Respirator Masks Best for Swine Flu Health Workers
Medical personnel should use them, but not the general public, experts say
THURSDAY, Sept. 3, 2009 (HealthDay News) -- Because people can catch the new H1N1 swine flu by inhaling the virus, health-care workers who deal with flu patients should wear properly fitted N95 disposable respirator masks, a new report from the Institute of Medicine advises.
These masks are not the same as loosely fitted surgical masks. N95 respirators fit tightly around the mouth and nose and have filters that can block about 95 percent of the flu virus, according to the report released Thursday.
"The U.S. Centers for Disease Control and Prevention guidelines for protection of health-care workers during an H1N1 outbreak have been that those in close contact with people who have H1N1 flu should wear N95 respirators," said Dr. Kenneth I. Shine, chair of the Committee on Respiratory Protection for Healthcare Workers in the Workplace Against Novel H1N1 Influenza A.
The Institute evaluated the effectiveness of N95 respirators and medical masks in protecting wearers from the H1N1 flu at the request of the CDC and other government agencies.
"We saw a fair amount of evidence that suggests that this virus can be transmitted through the air," said Shine, who is also executive vice chancellor for health affairs at the University of Texas. "How much of transmission is due to that is still an unproven issue and needs a lot of research."
Shine noted that the virus is also transmitted by person-to-person contact and by contact with surfaces that have been exposed to the virus. Hence, the advice to wash hands often.
Tests showed that the protection provided by N95 masks was eight to 12 times greater than that offered by surgical masks, the report said.
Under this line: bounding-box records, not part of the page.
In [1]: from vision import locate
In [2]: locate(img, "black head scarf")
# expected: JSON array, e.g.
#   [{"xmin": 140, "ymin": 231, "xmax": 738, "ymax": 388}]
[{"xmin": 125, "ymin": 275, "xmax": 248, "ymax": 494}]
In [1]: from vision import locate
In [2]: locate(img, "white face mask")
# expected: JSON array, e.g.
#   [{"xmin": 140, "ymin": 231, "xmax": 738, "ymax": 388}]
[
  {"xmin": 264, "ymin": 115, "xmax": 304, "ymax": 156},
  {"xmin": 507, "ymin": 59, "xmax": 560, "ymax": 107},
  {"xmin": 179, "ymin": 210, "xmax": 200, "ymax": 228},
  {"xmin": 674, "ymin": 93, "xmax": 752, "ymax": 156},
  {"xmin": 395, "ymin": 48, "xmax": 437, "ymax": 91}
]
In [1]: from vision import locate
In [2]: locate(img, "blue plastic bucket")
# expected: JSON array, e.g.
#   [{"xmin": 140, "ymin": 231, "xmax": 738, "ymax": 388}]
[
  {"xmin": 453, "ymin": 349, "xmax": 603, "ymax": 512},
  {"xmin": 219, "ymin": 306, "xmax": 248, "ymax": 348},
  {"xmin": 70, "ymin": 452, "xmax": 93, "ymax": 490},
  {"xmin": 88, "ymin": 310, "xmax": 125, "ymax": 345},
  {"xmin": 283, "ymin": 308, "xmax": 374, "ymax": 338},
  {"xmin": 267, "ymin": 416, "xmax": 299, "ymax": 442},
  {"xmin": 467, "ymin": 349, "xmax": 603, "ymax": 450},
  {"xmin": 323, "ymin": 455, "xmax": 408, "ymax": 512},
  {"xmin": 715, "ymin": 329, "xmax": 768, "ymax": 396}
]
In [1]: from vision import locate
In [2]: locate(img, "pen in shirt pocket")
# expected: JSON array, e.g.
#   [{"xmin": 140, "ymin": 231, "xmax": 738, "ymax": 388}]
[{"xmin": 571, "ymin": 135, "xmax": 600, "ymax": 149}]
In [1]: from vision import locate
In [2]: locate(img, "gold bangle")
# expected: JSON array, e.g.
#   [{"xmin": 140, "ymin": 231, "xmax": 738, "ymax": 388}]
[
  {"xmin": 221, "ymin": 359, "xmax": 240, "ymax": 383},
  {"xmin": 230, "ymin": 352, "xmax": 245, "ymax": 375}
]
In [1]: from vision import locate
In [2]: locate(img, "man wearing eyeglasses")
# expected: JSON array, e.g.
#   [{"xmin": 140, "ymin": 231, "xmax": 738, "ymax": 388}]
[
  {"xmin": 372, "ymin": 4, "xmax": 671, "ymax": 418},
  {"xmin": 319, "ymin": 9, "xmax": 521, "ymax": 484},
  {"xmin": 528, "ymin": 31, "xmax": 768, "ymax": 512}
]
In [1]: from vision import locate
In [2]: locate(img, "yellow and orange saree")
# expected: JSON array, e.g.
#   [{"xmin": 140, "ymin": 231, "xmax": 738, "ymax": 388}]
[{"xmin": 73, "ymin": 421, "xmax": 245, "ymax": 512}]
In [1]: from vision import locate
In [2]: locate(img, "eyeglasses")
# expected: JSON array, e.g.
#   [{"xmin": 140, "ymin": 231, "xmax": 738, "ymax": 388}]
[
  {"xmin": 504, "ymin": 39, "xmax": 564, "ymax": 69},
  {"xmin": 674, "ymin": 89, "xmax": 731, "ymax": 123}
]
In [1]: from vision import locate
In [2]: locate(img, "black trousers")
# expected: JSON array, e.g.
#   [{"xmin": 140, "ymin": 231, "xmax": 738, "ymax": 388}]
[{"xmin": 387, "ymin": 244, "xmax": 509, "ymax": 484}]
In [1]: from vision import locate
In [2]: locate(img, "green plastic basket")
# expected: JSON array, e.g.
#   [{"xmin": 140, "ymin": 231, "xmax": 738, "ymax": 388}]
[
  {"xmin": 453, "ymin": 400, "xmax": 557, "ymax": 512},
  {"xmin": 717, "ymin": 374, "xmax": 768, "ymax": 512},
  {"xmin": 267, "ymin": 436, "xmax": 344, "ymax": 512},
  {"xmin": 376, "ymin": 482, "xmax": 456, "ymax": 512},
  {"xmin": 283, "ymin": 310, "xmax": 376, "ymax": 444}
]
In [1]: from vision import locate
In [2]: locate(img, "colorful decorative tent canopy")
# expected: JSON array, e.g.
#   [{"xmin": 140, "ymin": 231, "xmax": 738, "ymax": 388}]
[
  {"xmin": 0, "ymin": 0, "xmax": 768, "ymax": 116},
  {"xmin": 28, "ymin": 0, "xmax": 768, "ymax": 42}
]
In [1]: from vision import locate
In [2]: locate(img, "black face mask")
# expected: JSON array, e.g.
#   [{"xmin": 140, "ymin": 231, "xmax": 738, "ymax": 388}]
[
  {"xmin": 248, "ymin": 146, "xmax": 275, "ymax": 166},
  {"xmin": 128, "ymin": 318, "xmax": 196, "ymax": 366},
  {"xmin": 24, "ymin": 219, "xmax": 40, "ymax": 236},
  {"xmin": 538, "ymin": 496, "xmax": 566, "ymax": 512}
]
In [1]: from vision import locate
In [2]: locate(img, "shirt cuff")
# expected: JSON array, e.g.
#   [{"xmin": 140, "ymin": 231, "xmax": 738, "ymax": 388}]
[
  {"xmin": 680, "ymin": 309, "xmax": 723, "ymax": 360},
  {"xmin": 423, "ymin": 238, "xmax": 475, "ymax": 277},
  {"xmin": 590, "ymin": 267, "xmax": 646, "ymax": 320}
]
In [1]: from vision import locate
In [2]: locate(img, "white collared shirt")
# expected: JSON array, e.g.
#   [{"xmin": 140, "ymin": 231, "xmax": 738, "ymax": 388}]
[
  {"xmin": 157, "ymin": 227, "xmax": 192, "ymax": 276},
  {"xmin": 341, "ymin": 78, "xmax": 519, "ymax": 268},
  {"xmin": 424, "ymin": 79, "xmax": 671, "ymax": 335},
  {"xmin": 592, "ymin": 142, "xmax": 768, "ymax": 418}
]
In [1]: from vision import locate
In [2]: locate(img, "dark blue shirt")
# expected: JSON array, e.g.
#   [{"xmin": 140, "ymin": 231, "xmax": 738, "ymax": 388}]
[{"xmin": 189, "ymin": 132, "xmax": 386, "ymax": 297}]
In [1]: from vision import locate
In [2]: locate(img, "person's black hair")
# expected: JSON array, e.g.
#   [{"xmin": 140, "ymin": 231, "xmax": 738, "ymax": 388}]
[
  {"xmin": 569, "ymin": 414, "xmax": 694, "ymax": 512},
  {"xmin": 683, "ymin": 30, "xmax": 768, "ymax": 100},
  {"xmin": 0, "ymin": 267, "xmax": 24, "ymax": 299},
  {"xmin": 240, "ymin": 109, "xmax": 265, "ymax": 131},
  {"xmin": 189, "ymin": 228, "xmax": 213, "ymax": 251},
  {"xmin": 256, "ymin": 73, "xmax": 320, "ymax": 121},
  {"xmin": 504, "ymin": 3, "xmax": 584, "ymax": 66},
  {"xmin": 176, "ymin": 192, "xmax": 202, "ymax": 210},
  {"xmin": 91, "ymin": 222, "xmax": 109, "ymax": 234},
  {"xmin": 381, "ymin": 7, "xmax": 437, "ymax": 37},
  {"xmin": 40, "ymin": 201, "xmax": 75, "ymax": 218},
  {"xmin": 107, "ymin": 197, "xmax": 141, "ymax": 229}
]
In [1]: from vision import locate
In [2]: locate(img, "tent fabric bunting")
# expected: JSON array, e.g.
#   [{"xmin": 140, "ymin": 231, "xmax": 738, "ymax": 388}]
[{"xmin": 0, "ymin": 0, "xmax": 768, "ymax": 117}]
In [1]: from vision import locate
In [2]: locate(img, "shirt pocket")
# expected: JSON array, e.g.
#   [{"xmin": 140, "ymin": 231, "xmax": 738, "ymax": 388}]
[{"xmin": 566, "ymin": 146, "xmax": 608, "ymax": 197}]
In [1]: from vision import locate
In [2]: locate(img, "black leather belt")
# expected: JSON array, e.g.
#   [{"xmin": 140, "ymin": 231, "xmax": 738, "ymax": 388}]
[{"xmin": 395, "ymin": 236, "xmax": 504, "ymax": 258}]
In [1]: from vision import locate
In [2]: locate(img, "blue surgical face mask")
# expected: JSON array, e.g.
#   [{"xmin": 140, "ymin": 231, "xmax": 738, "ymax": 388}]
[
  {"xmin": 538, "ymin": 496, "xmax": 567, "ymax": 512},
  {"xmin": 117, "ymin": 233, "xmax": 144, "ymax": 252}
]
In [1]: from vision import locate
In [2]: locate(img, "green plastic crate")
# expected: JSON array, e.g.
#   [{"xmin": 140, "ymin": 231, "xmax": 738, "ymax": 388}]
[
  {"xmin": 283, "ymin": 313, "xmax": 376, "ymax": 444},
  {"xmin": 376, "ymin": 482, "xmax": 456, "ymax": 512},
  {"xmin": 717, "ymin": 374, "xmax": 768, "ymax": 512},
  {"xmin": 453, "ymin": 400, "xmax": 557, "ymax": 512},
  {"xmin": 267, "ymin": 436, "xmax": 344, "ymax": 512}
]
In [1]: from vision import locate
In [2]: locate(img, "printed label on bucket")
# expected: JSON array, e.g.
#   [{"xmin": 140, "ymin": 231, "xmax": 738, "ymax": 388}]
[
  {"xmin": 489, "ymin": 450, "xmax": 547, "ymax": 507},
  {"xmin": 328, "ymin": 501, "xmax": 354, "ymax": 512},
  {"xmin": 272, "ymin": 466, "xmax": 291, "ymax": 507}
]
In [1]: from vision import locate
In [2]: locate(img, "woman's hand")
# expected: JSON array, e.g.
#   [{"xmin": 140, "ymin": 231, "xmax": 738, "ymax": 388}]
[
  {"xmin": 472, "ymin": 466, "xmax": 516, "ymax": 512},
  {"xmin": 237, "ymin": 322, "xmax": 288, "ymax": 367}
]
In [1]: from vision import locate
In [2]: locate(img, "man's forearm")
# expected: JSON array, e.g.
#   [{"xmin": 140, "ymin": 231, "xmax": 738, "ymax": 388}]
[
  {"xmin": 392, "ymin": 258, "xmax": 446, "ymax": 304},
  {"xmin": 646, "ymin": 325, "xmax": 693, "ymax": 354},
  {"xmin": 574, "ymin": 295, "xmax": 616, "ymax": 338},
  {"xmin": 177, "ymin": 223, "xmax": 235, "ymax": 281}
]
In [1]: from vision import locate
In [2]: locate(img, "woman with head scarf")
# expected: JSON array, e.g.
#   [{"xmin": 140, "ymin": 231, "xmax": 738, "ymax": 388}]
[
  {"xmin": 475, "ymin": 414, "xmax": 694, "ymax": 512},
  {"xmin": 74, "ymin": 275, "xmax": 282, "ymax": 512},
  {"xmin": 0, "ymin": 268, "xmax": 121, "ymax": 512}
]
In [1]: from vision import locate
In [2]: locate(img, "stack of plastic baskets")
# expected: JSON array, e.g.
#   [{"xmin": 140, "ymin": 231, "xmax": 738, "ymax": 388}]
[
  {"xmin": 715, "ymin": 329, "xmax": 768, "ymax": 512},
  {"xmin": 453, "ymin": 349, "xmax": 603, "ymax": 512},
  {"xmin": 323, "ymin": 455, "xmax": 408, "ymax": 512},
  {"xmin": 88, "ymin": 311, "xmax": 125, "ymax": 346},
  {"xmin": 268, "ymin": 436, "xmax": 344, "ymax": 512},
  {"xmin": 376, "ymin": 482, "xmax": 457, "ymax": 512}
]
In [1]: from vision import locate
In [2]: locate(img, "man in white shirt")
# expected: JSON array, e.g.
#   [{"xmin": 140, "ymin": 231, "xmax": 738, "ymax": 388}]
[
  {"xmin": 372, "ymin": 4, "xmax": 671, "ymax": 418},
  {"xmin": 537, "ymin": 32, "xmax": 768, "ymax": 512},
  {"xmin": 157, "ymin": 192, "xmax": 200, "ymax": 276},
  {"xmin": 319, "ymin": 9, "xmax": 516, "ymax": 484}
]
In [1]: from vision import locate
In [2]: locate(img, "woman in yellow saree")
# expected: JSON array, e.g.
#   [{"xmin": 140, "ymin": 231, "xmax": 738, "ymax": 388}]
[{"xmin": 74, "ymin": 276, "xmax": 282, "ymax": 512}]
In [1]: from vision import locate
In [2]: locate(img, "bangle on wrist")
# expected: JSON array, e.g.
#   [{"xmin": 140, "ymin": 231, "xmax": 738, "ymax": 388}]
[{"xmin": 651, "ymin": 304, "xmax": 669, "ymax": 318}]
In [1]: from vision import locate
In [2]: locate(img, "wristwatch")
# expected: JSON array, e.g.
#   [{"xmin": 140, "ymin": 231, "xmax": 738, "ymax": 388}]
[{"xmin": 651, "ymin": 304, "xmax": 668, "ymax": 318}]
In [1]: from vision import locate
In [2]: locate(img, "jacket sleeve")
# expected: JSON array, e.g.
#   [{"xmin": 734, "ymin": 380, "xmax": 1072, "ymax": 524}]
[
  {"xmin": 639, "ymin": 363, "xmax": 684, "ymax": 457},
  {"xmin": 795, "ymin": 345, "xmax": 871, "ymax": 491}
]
In addition, tests of surgical masks show wide variations in protection. They can filter from 4 percent to as much as 90 percent of the virus, but there is no way of controlling leakage around the edges of the mask, Shine said.
"Surgical masks were not designed to protect people from airborne infection, and they are not likely to be effective, whereas N95 respirators have a much better ability to protect health-care workers," he said.
Based on these findings, the report recommends that health-care workers should use N95 respirators. Because a tight seal is so important, they should be individually fit-tested, it said.
The N95 respirators are not a perfect solution, however. "We are aware that there are shortages of these respirators," Shine said. Also, some health-care workers, particularly anyone with heart or lung disease or other health conditions, could find it difficult to breathe through a respirator mask. Those people "should talk with your doctor before using a respirator," the CDC says.
The N95 face masks cost $10 to $20 a box depending on the manufacturer and the model. Like surgical masks, they should "be worn only once and then thrown away," the agency says.
While not advising surgical masks for health-care workers, Shine said he would like to see flu patients wear them. "There, the principal affect is to decrease droplet spread from sneezing and coughing," he said.
Another expert said the general public shouldn't rush to buy either type of mask to protect them from the H1N1 flu.
"Surgical masks are not effective and will only spread panic," said Dr. Marc Siegel, an associate professor of medicine at New York University Langone Medical Center in New York City. "Only people with flu should use them."
"Health-care workers in direct contact with flu patients should use N95 respirator masks," Siegel added. "They are the most effective, but are not for general use."
Because it is still unclear what proportion of influenza cases gets spread by airborne particles, the report called for more research on flu transmission. More cooperation among three government agencies -- the U.S. Food and Drug Administration, the U.S. Occupational Safety and Health Administration and the CDC's National Institute for Occupational Safety and Health -- in evaluating and recommending protective masks is also warranted, Shine said.
Dr. Pascal James Imperato, dean and distinguished service professor of the School of Public Health at the State University of New York Downstate Medical Center in Brooklyn, agreed with the recommendations "based on current scientific knowledge."
Also, the call for more research on the routes of flu transmission will benefit the general public, he said.